Computational Models of American Speech M. Margaret Withgott and Francine R. Chen University of Chicago Press, 1993 143 pp. $15.95 ISBN 0-937073-98-9
Long before Hal made his film debut in 2001: A Space Odyssey, interacting with computers through speech has been among the holiest of computer grails. Unfortunately, it's also been one of the toughest computer science nuts to crack.
That doesn't mean computer scientists have given up on speech recognition. Far from it. Apple, for example, recently introduced a pair of new Macintosh computers--the Centris 640AV and Quadra 840AV--that recognize rudimentary voice commands. You can tell the 840AV, for instance, to "open Microsoft Word" and it will launch the appropriate word processing program, or you can "train" it to perform a variety of other tasks.
Still, the problems confronting speech recognitionists are formidable and current applications remain more in the realm of novelty than practicality. On the human side, we pronounce words inaccurately and inconsistently, our dialects and languages are confusing (half the time I can't come close to figuring out what my teenage son is saying), and even a relatively small thing, like your having a little case of the sniffles, can be a high-powered speech-recognition system to its knees. On the computer side, the processing power to collect, analyze, and interpret speech has been generally prohibitive in cost and availability (digital speech processing is starting to change this, however), the data has been inconsistent and difficult to collect, and the algorithms often inappropriate. These challenges notwithstanding, the allure of verbally commanding a computer to act remains.
Margaret Withgott and Francine Chen, authors of Computational Models of American Speech, present these problems (and others) and propose what they consider to be workable solutions. As its title suggests, this book is scholarly in tone and presentation. Still, Withgott (who's a researcher at Interval Research Corporation) and Chen (who holds a similar position at Xerox PARC) have written a monograph that's interesting and readable for anyone dabbling in speech recognition theory--and required reading for anyone doing serious work in the field.
Withgott and Chen correctly point out that much of the speech recognition work done by programmers to date has relied on small collections of data drawn from their own limited knowledge of, and experience with, language. Speech-recognition specialists, on the other hand, historically have manipulated large amounts of data for training systems without worrying about the pronunciation details in the data. Withgott and Chen attempt to close this gap by examining and developing "probabilistic and rule-based computational models of transcription data using conditioning factors drawn from theory," claiming that their work represents "one of the first attempts to bring together theoretical concerns with an analysis of a large American English database." Their ultimate goal is to create a computational system that handles "the kind of variant pronunciations one observes in large collections of transcribed American speech."
After (predictably) presenting a brief historical background on approaches to speech recognition (ranging from the mid-'70s Dragon system, to the more recent Carnegie-Mellon Sphinx system), it's this speech database the authors zero in on. Although unfamiliar to me, the speech database "TIMIT," jointly developed in the mid '80s by Texas Instruments and the Massachusetts Institute of Technology, is central to much of today's speech-recognition research. This database, available from the National Institute of Standards and Technology on CD-ROM, contains 6300 sentences produced by 630 speakers recorded by TI and transcribed by MIT. (When Withgott and Chen wrote their book, the CD-ROM only contained 4300 utterances; it's since been updated. For more information on TIMIT, see the accompanying textbox entitled "The TIMIT Speech Database.") Although the authors fault TIMIT because the speakers read sentences instead of spontaneously speaking, they don't question its value for speech-recognition exploration. In addition to providing speech, the database provides visual spectral representations of the utterances so that you can watch patterns on the computer screen.

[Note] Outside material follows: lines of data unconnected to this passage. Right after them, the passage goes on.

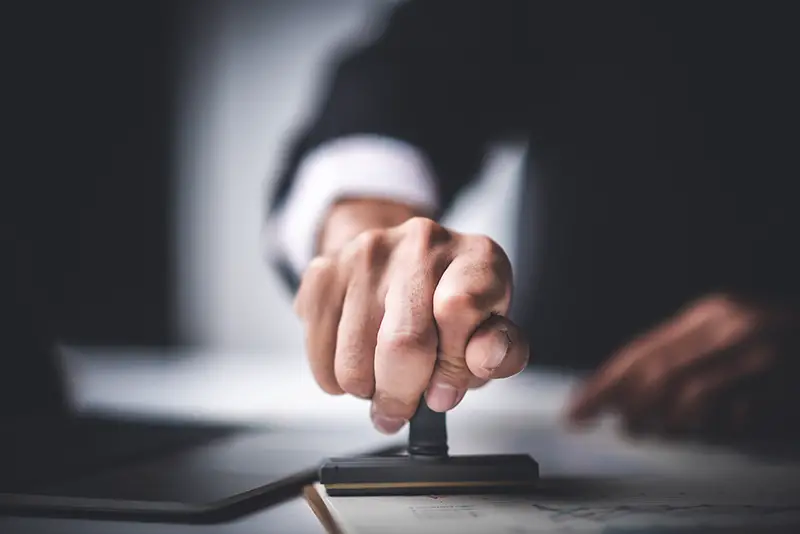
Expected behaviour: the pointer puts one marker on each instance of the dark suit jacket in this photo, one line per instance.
(662, 161)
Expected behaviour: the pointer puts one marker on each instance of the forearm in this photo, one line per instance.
(349, 217)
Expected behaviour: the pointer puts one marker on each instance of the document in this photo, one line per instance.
(572, 505)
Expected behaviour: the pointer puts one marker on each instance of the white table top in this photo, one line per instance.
(516, 415)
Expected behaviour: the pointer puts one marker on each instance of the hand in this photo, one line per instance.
(414, 308)
(718, 367)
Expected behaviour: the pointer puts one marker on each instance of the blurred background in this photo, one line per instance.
(164, 125)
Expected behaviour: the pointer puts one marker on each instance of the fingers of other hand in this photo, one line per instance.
(319, 304)
(639, 380)
(697, 399)
(475, 286)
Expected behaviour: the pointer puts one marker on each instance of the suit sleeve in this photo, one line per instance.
(443, 77)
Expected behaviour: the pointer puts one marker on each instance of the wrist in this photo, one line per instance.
(349, 217)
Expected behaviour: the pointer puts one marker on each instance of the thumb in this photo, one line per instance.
(497, 349)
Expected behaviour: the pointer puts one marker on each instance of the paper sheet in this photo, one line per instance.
(642, 505)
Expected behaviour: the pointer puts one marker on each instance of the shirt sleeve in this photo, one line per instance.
(360, 165)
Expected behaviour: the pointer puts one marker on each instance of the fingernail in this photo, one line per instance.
(495, 358)
(441, 397)
(387, 425)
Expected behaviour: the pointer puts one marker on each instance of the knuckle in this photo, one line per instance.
(407, 341)
(390, 405)
(484, 247)
(454, 372)
(461, 305)
(368, 248)
(423, 231)
(354, 378)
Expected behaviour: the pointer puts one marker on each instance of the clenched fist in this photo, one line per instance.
(395, 312)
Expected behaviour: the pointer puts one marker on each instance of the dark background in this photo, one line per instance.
(90, 142)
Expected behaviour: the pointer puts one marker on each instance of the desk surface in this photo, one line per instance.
(516, 415)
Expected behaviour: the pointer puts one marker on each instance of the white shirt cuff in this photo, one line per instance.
(353, 166)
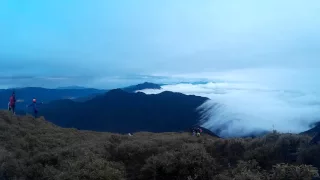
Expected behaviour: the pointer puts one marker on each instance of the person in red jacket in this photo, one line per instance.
(12, 103)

Withgott and Chen spend a fair amount of time examining spoken language data structures (phonetic structures, probabilistic pronunciation networks, and the like) and rules (context descriptors) for predicting possible pronunciations. In doing so, they describe how they apply these rules to TIMIT data primarily using a rule interpreter (implemented by Steven Bagley).
At the heart of the book is an algorithm for computing "context trees"--decision trees in which the number of groups of contextual factor values is determined from the data. (Judging from the extensive reference section at the end of the book, this is a topic Chen, in particular, has spent several years investigating.)
A context tree is an n-ary decision tree which provides a representation for modeling the relationship between contextual factors and the variant pronunciations of a dictionary symbol in different contexts. Decision trees have been used for both interpretation and classification of data. Given a data set, decision trees partition the data set and can be formed automatically. The resulting trees can be converted to rules, which is convenient if one wishes to analyze the phonological rules encoded in a tree or compare them with a hand-derived set of rules.
In short, context trees are subsets of the familiar decision trees. Context trees can be used for organizing the values of contextual factors, providing a representation of the relationship between a context and the data element for classification and prediction purposes. Figure 1 (adapted from the book) illustrates a context tree. The authors describe the figure this way:
Each non-terminal node of a context tree is labeled with a contextual factor. In the figure, node 1 corresponds to the contextual factor word-boundary-type. The branches from a node are labeled with mutually exclusive sets of values of the contextual factor and each branch leads from the parent note to a child node. The top branch of node 1 represents the values initial and initial-and-final of the factor word-boundary-type. The middle branch corresponds to the mutually exclusive value final. The context of a terminal node is defined by the contextual factor values encountered in traversing the tree from the root node to the terminal node. For example, terminal node 5 represents the context word-final with primary or secondary stress. Each terminal node of a context tree encodes the distribution of phonetic elements in each context. In general, more than one phonetic element occurs in a context because realizations of a dictionary symbol are not deterministic. Rather than predicting only the most likely phonetic element in a context, the probability of each of the different possible phonetic elements is enumerated.
Obviously, a complete description of the context tree algorithm is beyond the scope of this article. The algorithm does, however, seem to have more general use than just speech recognition.
It comes as no surprise that many of the problems inherent in speech recognition are similar to those faced in other types of recognition. As we found out last year with the DDJ Handwriting Recognition Contest, a valid collection of data samples is critical. (GO Corporation, for instance, has perhaps one of the most extensive databases of handwriting samples in the industry--and they guard it almost as closely as their recognition algorithms.)
Computational Models of American Speech is not the place to start if you're getting started in speech recognition; it's just too narrowly focused. However, if you're really serious about speech recognition, it's a book you'd be well advised to pick up.
The TIMIT speech database is designed to provide speech data for the acquisition of acoustic-phonetic knowledge, and for the development and evaluation of speech recognition systems.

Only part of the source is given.